C.S. Lewis famously wrote in The Weight of Glory, "It would seem that Our Lord finds our desires not too strong, but too weak. We are half-hearted creatures, fooling about with drink and sex and ambition when infinite joy is offered us, like an ignorant child who wants to go on making mud pies in a slum because he cannot imagine what is meant by the offer of a holiday at the sea. We are far too easily pleased.”
You may have heard that quoted in a sermon before. You may even have read it in the original text, or maybe even considered it on some deeper level. But I mean, really, what would it be like to live as if that concept were actually TRUE?
Our friend Jay Stringer, an NYC-based psychotherapist and author, has spent a great deal of time thinking and writing about our relationship with our desires, and what if anything God might have to do with them. In his first bestselling 2018 book Unwanted, he suggested that paying attention to various forms of brokenness in the realm of sexual desire (whether through addiction or avoidance) might tell us something important about ways that we need to heal.
The overwhelming positive response to that book, and the boatloads of people who felt safe naming difficult things about themselves and their relationship with sexual desire in particular, let Jay know that he was on to something. But as it turned out, the challenges people spoke or wrote of were both broader and deeper than his initial theme.
That piqued Jay's curiosity about the concept of desire in general. Jay heard story after story of desires of all kinds being denied, deferred, derailed, defiled, demanded, discarded, or distorted. (And okay, probably some other verbs that do not start with the letter D).

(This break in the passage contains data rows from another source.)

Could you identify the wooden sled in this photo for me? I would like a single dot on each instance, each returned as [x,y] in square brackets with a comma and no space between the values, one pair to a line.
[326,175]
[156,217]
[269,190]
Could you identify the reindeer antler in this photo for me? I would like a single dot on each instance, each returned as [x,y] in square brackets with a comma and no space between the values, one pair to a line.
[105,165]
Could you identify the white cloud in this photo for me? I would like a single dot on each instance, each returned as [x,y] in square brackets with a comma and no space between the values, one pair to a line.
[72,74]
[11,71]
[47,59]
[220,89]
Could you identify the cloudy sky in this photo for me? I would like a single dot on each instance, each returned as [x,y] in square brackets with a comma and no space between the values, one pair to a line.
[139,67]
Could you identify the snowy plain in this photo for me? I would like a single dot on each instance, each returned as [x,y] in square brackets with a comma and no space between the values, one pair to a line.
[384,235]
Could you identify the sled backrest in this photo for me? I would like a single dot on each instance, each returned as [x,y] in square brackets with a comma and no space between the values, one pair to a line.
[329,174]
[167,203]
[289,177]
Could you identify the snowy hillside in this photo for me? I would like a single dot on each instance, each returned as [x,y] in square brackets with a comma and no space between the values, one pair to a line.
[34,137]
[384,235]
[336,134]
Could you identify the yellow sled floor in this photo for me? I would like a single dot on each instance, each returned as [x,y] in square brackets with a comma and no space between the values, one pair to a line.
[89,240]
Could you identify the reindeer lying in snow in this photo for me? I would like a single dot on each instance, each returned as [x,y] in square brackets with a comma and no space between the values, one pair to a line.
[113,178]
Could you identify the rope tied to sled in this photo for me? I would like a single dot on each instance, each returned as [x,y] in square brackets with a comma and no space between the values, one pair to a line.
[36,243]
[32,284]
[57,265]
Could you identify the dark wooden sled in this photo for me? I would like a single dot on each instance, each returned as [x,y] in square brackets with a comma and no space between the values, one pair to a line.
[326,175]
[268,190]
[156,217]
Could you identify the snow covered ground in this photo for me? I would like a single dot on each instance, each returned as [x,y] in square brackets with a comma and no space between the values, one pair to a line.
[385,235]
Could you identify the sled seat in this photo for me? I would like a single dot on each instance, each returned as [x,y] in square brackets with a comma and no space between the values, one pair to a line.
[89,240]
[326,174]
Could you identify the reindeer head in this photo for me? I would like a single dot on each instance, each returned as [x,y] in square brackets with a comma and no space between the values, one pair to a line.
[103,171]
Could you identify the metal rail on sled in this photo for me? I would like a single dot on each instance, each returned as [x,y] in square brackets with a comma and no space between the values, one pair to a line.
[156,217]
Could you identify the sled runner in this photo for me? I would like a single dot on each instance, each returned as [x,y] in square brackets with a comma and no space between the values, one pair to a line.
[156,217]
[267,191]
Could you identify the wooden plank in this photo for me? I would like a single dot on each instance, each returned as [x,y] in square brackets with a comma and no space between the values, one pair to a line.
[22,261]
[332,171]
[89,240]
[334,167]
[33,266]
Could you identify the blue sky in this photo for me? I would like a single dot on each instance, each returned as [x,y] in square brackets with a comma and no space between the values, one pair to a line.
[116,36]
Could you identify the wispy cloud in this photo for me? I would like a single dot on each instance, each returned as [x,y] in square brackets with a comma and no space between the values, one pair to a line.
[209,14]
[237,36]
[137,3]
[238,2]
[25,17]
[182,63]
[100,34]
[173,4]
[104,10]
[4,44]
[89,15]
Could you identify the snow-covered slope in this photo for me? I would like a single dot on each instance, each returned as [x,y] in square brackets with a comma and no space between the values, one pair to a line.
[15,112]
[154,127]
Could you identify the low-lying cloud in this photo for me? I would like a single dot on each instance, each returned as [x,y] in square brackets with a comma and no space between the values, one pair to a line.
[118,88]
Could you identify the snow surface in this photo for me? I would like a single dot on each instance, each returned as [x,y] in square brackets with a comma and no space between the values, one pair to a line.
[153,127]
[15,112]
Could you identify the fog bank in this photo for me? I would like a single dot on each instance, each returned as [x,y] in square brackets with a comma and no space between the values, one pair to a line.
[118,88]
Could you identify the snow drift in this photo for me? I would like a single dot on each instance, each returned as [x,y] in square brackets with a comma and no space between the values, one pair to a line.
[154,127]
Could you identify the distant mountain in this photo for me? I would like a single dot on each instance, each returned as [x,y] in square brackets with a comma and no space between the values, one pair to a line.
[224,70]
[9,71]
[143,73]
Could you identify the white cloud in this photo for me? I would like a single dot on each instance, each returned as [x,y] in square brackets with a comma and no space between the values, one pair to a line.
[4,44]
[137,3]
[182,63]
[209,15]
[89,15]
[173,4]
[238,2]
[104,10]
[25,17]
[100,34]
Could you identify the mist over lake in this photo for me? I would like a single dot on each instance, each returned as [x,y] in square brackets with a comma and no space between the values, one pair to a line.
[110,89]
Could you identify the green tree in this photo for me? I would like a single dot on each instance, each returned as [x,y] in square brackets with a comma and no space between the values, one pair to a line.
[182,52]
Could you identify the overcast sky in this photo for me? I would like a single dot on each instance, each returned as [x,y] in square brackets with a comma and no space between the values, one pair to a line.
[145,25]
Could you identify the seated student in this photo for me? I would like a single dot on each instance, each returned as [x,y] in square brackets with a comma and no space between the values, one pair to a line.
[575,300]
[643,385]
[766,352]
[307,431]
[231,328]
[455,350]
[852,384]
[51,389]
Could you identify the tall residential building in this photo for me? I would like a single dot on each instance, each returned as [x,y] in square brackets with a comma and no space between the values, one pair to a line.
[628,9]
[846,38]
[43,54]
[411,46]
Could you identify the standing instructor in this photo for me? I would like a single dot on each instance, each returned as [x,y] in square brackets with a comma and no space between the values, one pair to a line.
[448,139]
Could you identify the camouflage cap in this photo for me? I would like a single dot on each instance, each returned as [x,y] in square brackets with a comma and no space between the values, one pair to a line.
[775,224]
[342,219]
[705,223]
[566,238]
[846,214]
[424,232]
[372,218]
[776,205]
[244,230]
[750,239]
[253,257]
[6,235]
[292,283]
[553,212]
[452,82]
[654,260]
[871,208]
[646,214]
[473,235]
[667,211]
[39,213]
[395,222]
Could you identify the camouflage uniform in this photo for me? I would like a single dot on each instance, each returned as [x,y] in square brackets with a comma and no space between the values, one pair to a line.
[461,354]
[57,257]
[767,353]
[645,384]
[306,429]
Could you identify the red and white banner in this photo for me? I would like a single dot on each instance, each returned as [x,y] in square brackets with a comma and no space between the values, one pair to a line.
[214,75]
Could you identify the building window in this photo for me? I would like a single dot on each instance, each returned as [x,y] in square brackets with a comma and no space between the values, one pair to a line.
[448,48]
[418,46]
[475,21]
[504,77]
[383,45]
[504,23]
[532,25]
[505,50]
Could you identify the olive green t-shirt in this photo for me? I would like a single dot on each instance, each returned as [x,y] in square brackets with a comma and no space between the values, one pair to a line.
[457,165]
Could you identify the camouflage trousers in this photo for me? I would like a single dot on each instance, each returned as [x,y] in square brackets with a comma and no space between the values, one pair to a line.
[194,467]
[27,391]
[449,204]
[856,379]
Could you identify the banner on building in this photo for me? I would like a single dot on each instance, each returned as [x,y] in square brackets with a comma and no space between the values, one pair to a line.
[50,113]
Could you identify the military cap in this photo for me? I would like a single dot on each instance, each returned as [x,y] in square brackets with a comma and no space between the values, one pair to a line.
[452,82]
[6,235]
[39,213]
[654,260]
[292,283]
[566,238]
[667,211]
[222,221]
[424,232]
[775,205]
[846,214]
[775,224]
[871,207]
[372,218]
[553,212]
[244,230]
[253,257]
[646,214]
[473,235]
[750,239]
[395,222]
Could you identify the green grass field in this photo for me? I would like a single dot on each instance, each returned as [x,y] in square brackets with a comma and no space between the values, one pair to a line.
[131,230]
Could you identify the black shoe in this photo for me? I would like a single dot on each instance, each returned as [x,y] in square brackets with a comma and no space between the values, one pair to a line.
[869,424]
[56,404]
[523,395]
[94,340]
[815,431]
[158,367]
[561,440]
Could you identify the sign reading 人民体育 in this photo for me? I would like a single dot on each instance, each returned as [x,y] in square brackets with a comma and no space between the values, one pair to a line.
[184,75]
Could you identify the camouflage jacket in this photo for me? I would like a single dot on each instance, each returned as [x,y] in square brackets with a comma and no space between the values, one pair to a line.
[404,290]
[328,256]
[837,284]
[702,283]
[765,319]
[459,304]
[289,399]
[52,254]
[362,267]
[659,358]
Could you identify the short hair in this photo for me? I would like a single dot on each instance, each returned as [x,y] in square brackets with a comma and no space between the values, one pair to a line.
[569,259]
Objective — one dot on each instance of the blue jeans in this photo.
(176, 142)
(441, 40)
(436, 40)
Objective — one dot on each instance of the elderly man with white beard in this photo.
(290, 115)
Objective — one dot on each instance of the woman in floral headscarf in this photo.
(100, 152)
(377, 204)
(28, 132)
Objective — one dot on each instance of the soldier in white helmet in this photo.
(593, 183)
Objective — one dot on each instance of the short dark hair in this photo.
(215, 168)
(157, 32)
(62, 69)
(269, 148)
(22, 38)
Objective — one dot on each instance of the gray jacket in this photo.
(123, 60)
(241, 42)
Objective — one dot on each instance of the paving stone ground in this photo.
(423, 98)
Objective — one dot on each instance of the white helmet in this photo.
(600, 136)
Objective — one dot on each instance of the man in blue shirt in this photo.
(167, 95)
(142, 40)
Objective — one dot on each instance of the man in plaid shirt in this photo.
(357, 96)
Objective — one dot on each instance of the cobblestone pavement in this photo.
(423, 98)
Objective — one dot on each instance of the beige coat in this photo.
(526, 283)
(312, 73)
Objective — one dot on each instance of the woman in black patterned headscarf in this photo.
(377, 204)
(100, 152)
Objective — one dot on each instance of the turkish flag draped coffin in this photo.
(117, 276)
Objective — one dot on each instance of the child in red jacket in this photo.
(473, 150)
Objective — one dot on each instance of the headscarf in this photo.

And that led him to do a decidedly deeper dive into desire, in the form of yet another thoughtful survey regarding how people relate to desire in five key areas of their lives. But Jay's work isn't merely facts and figures reduced to words on a page. It's a wise, kind, thoughtful engagement with the stories of regular, relatable people who have wrestled with what they desire, and why, and whether it's too much or not enough. And to his delight and surprise, once again, Jay's own dance with desires provided ample grist for the mill as he wrestled with this topic.